We gaan nu alle energie inzetten op het geschikte juridische en beleidsmatige antwoord op het gevolg van het arrest van de Raad van State. Dat is niet zo eenvoudig als u wel zou denken. Dat heeft nu absolute voorrang. De evaluatie waarnaar gevraagd is met betrekking tot de procedures, kunnen we zeker doen. Dat gebeurt altijd na een bepaalde ronde, maar dit is nu niet acuut. ‘First things first.’

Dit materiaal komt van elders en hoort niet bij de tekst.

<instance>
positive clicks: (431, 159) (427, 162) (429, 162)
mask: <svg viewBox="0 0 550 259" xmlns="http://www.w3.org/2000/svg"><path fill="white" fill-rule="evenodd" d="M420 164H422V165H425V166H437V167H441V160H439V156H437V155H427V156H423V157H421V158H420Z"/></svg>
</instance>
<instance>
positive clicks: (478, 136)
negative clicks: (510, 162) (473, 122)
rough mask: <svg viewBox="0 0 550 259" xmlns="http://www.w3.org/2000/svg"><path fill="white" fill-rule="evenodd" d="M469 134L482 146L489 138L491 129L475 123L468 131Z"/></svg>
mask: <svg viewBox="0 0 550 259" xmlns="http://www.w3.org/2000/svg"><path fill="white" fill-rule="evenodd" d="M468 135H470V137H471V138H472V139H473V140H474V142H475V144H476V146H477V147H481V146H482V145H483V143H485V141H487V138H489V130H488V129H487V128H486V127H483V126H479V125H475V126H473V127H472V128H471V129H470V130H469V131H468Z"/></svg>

Mijnheer Caron, de klacht van de secretaris-generaal staat absoluut totaal los van welke beoordeling ook van dossiers van in dit geval netwerkradio’s. Er is geen enkel verband, dat wil ik toch duidelijk vermelden. Ik denk wel dat ik de klacht die op dat ogenblik werd ingediend, zelf wel kan steunen omdat ik niet vind dat ambtenaren – daar ging het over – publiekelijk aan de schandpaal moeten worden genageld voor beoordelingen van dossiers. Men mag mij zoveel aan de schandpaal nagelen als men wil, dat hoort bij de functie, daar heb ik geen enkel probleem mee. Maar ik vind niet dat dit bij ambtenaren moet gebeuren die hun werk doen op basis van de regels die de politiek hun oplegt. In die zin heeft de secretaris-generaal volgens mij correct gehandeld. Maar oké, die klacht is afgewezen en daar moeten we dan voor de rest mee kunnen leven. Dat is het punt niet. Dat is het enige wat ik wou zeggen. Het is belangrijk dat de hoogste ambtenaar zijn team door dik en dun steunt. Dat signaal heeft hij hier willen geven. De beoordelende instantie is hem en ons daarin niet gevolgd. Dat is ook niet erg. Er is geen enkel verband tussen deze uitspraak en de intrinsieke waarde van de dossiers die er waren en zijn voor de erkenningen van de netwerkradio’s.
Mevrouw Brouwers heeft het woord.
Minister, we volgen het verder op. Ik vrees dat het vermaledijde radiodossier nog altijd verder smeult gezien de nog lopende dossiers en wat we vandaag weer eens te lezen krijgen. We volgen het verder op. Het zal hier zeker nog opnieuw aan bod komen.
De heer Vandaele heeft het woord.
Wordt ongetwijfeld vervolgd.
Mevrouw Segers heeft het woord.
Minister, u hebt nog altijd niet geantwoord op mijn vraag.
Toch wel, ik heb gezegd dat dit niet acuut is. Ik heb nu andere dingen aan mijn hoofd.
De vragen om uitleg zijn afgehandeld.